Values, worldviews and ideology


Public engagement with energy and climate change can’t be easily reduced to a simple rule of thumb, but some aspects of human psychology are more fundamental – and explain more variation in attitudes and behaviours – than others. People’s attitudes on different topics may morph and shift over time; they may switch allegiances between different political parties and candidates; individuals may even express quite distinct ‘selves’ in different social situations and with different groups of people. But there are certain aspects of people’s psychological makeup that are relatively consistent and which form the core of their identities: their values.

Most people have an intuitive sense of what ‘values’ are, but the typical academic definition, of a ‘guiding principle in the life of a person’, provides a good starting point.

A programme of research that has spanned several decades, 44 nations and over 25,000 respondents has produced a robust body of evidence showing how values relate to engagement with climate change. The work of Shalom Schwartz and his colleagues has identified 56 ‘universal’ values which can be divided into distinct clusters that vary along two dimensions.

These two dimensions are openness to change versus a desire to conserve/respect tradition; and self-transcendence (i.e. values which go beyond self-interest, such as altruism or forgiveness) versus self-enhancement (i.e. self-focused values such as power, ambition and materialism). The research clearly shows that people who favour self-transcending values are more likely to be concerned about climate change and support climate policies.


Closely linked to the notion of values is the concept of worldviews. These are thought to exist on two cross-cutting dimensions and describe how much people favour different societal arrangements. The first dimension, hierarchy–egalitarianism, refers to people’s preferences around how equitably resources are distributed and social power relations. The second, ‘individualism–communitarianism’, relates to the question of whether individual interests should be subordinated to collective ones.

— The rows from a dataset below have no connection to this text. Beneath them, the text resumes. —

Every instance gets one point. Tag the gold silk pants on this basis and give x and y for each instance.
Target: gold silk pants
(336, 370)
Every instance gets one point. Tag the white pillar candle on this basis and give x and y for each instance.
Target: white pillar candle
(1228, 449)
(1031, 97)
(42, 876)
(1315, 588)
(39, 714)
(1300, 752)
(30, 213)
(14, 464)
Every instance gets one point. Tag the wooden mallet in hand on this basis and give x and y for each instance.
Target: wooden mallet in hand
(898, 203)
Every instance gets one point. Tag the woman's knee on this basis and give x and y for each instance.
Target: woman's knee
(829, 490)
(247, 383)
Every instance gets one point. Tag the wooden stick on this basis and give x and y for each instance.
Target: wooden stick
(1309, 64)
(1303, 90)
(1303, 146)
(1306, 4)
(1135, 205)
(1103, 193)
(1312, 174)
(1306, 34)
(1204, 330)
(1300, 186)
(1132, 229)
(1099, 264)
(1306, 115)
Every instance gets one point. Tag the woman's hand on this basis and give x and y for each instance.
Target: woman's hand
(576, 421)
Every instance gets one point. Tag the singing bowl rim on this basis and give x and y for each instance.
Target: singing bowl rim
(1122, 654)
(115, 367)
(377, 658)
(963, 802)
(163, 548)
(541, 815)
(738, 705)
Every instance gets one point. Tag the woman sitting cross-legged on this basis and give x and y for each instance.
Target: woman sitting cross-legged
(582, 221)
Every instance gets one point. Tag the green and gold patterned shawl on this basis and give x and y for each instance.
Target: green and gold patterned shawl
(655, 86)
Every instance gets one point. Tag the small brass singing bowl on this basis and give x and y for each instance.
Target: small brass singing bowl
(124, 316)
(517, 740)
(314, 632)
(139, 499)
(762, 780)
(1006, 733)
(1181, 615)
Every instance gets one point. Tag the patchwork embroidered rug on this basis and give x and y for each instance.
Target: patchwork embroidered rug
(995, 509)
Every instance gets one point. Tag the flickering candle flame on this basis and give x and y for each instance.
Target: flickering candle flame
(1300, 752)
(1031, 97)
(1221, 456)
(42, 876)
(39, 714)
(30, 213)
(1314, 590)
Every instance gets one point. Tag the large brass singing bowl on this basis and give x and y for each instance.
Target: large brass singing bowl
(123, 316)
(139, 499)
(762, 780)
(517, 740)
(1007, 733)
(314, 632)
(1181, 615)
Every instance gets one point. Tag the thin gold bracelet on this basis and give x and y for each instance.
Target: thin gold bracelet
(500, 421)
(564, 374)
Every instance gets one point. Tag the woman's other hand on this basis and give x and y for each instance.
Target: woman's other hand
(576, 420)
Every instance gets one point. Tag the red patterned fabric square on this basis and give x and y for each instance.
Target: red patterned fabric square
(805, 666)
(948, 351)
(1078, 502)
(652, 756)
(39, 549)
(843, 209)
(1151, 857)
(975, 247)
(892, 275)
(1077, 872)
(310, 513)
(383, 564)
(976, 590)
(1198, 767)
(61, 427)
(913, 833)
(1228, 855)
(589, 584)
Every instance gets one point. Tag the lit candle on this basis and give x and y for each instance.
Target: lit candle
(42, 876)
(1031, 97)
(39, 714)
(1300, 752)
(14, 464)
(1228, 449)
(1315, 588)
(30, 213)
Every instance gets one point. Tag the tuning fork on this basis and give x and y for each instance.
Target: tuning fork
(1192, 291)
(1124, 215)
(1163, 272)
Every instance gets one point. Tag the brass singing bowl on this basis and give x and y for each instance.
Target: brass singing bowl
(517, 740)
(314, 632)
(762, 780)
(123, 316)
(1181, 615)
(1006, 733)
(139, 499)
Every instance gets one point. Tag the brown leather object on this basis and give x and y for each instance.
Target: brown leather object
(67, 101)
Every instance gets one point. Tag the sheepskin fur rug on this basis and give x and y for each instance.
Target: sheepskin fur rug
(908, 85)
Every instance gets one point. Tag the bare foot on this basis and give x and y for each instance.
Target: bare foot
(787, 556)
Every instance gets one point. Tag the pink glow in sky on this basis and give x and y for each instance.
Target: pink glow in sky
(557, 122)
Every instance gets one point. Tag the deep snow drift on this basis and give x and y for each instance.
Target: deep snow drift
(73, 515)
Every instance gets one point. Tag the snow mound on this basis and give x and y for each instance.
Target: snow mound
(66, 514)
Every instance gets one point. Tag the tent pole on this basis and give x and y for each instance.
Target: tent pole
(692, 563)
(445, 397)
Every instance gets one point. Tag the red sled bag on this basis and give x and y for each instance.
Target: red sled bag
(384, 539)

As with values, there’s a close relationship between different worldviews and engagement with climate change. People who hold communitarian views, and prefer egalitarian forms of social order, are less likely to be sceptical about climate risks.


Values and worldviews don’t map exactly on to people’s political ideology (there are self-transcending and self-enhancing values on the left and the right of the political spectrum), but there is a well-established relationship between political ideology and engagement with climate change.

Political conservatism predicts scepticism about climate change, for both individuals and the media  – particularly, but not exclusively, in English-speaking countries. In the UK there is a direct relationship between voting for the Conservative Party and scepticism about climate change, with an even more polarised partisan pattern in the US and Australia.

The usual explanation advanced for this is that there is a conflict between certain conservative values – in particular those around free market paradigms and individualism – and policies to tackle climate change, which are sometimes described as ‘solution aversion’. Other work has looked at finding common ground between some of the values that define conservative belief systems and engagement with climate change and the energy system.

There are of course a plethora of other influences – individual, social and structural – that constantly shape public opinion. People don’t (or can’t) always act in line with their values – this is the infamous ‘value–action gap’ – but this does not undermine their importance. Over a broad enough range of situations, values are pretty good predictors of attitudes, and attitudes are still pretty good predictors of behaviour.  

Burning Questions

Given what is known about the consistent relationship between certain types of values and engagement with climate change, should climate communicators always try to frame their messages using self-transcendent values?

Is appealing to self-enhancing values (such as financial gain or status) an effective or a problematic way for climate communicators to build public engagement?

Are there limits to reframing climate change around politically conservative values? That is, are there certain elements of a free-market/individualistic/libertarian worldview that are incompatible with societal action on climate change?